Two state agencies have announced a collection of mental health resources aimed at rural Colorado communities.
The toolkit from the Colorado Department of Agriculture and the Department of Human Services includes a graphic that proclaims, “I was supposed to be a rock, but inside I was crumbling.” It advises farmers and ranchers that “you don’t have to go through it alone,” and provides the number for Colorado Crisis Services: 844-493-TALK. People may also text TALK to 3825 for confidential support.
Gov. Jared Polis appeared in a Facebook live event on Tuesday with the heads of the two departments and the Walter family. A four-minute documentary from the CDA featured the story of cattle rancher Russell “Rusty” Walter, who died of suicide in 2016 just outside of Trinidad.
“So many people still say, ‘I don’t know why Rusty did it.’ And then you tell them, ‘oh, he had depression’,” said one of Walter’s daughters in the video. “I want people to know it’s okay to not be okay.”
The rate of suicide in rural areas is higher in Colorado than in urban areas, at 27.7 deaths per 100,000 people versus 22.1 per 100,000, respectively.

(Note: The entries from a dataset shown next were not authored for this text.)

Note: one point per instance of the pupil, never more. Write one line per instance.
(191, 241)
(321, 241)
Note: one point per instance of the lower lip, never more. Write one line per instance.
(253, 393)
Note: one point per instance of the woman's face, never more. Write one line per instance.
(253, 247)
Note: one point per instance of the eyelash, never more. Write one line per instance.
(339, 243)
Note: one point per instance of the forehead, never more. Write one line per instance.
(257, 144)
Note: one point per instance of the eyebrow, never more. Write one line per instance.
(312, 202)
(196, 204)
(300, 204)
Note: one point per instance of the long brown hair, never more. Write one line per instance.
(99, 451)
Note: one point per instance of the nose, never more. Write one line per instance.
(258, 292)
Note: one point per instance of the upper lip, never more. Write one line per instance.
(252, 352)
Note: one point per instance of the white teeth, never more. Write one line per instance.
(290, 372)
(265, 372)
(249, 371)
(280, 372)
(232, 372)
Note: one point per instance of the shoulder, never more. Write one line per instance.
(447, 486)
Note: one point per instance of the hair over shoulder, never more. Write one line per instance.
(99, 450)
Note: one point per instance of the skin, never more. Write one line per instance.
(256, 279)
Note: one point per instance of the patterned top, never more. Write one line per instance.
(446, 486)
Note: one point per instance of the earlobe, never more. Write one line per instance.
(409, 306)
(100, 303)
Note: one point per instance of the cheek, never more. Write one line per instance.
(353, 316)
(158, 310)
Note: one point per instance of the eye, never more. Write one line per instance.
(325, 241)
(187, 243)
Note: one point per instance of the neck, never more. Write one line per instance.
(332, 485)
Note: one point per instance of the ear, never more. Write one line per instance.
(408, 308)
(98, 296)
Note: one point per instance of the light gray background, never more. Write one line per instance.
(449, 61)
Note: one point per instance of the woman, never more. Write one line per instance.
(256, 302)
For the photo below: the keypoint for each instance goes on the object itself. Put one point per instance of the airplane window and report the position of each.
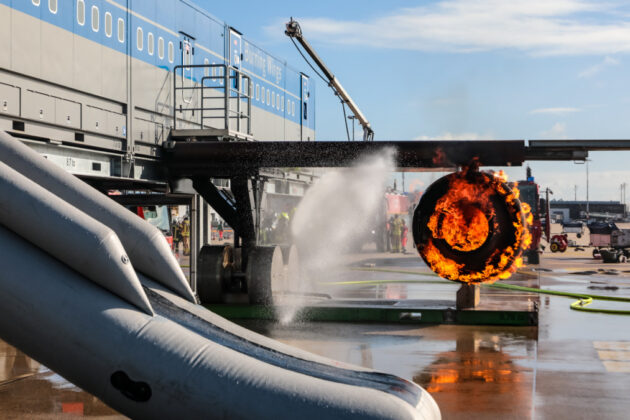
(121, 30)
(95, 18)
(108, 24)
(80, 12)
(139, 39)
(150, 45)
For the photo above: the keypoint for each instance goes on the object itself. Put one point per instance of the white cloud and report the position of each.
(539, 27)
(593, 70)
(555, 111)
(452, 136)
(558, 131)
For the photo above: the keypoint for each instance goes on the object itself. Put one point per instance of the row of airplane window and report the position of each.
(272, 99)
(95, 23)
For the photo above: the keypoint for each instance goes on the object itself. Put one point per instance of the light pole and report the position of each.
(586, 161)
(352, 118)
(587, 200)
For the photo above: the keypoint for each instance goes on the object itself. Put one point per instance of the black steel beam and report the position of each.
(571, 149)
(217, 201)
(229, 158)
(152, 199)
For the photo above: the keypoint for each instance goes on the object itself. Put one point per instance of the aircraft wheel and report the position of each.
(265, 274)
(216, 263)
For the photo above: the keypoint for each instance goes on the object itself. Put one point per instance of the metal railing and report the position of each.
(223, 93)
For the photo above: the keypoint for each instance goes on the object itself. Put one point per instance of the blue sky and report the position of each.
(468, 69)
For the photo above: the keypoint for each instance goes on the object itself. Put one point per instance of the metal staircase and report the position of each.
(211, 101)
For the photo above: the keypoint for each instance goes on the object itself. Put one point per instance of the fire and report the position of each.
(477, 228)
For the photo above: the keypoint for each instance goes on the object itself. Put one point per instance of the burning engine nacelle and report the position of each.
(470, 227)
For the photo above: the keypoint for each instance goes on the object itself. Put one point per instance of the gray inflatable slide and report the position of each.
(93, 292)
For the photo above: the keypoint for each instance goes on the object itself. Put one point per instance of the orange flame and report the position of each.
(464, 219)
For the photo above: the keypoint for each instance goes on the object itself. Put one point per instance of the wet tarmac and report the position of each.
(574, 364)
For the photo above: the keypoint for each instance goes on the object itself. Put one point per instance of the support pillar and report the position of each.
(468, 296)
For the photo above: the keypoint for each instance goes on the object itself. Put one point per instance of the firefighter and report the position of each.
(397, 225)
(177, 236)
(403, 239)
(282, 228)
(220, 229)
(388, 233)
(186, 236)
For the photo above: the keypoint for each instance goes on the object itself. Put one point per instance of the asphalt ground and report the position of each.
(573, 365)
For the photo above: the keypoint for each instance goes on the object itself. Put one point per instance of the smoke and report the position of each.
(334, 214)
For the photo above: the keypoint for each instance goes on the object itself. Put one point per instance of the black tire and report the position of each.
(475, 261)
(212, 275)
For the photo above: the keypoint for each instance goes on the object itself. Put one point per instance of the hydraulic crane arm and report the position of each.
(294, 31)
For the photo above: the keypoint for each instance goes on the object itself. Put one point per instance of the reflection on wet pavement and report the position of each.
(471, 371)
(30, 390)
(574, 364)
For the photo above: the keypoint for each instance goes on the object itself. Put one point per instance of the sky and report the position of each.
(468, 69)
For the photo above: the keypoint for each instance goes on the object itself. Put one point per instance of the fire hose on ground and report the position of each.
(584, 300)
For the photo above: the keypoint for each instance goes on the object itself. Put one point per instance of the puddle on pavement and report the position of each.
(29, 389)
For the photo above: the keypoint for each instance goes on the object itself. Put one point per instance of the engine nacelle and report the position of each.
(470, 227)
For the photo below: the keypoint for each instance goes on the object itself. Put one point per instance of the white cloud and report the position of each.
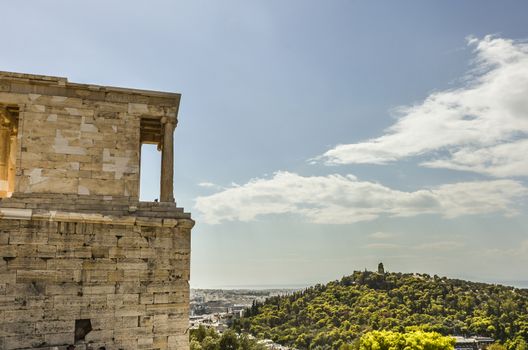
(384, 246)
(435, 246)
(441, 245)
(480, 127)
(381, 235)
(208, 185)
(337, 199)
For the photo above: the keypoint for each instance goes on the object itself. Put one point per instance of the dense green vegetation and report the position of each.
(418, 340)
(339, 313)
(204, 338)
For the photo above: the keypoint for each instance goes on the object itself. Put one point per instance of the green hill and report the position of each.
(329, 316)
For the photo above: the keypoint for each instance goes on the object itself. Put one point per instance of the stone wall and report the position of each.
(80, 139)
(83, 261)
(128, 275)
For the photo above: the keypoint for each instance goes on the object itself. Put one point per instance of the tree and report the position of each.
(386, 340)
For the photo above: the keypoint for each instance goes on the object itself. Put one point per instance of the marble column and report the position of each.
(167, 162)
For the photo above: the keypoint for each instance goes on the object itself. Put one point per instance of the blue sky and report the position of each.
(318, 137)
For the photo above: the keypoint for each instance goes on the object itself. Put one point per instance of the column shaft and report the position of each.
(167, 164)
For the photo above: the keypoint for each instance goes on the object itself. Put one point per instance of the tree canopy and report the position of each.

“As rural areas tend to be less densely populated, social support can be more difficult to obtain during acute suicidal crises,” concluded an article from researchers in Colorado and Connecticut on the rural risk of suicides. Pointing out that firearms are the leading method of suicide in rural areas, the authors warned about the dramatic increase in gun and ammunition purchases during the pandemic as a risk factor.
“This is a critical time to ensure that knowledge regarding the risk associated with firearm access is disseminated to rural communities,” they wrote.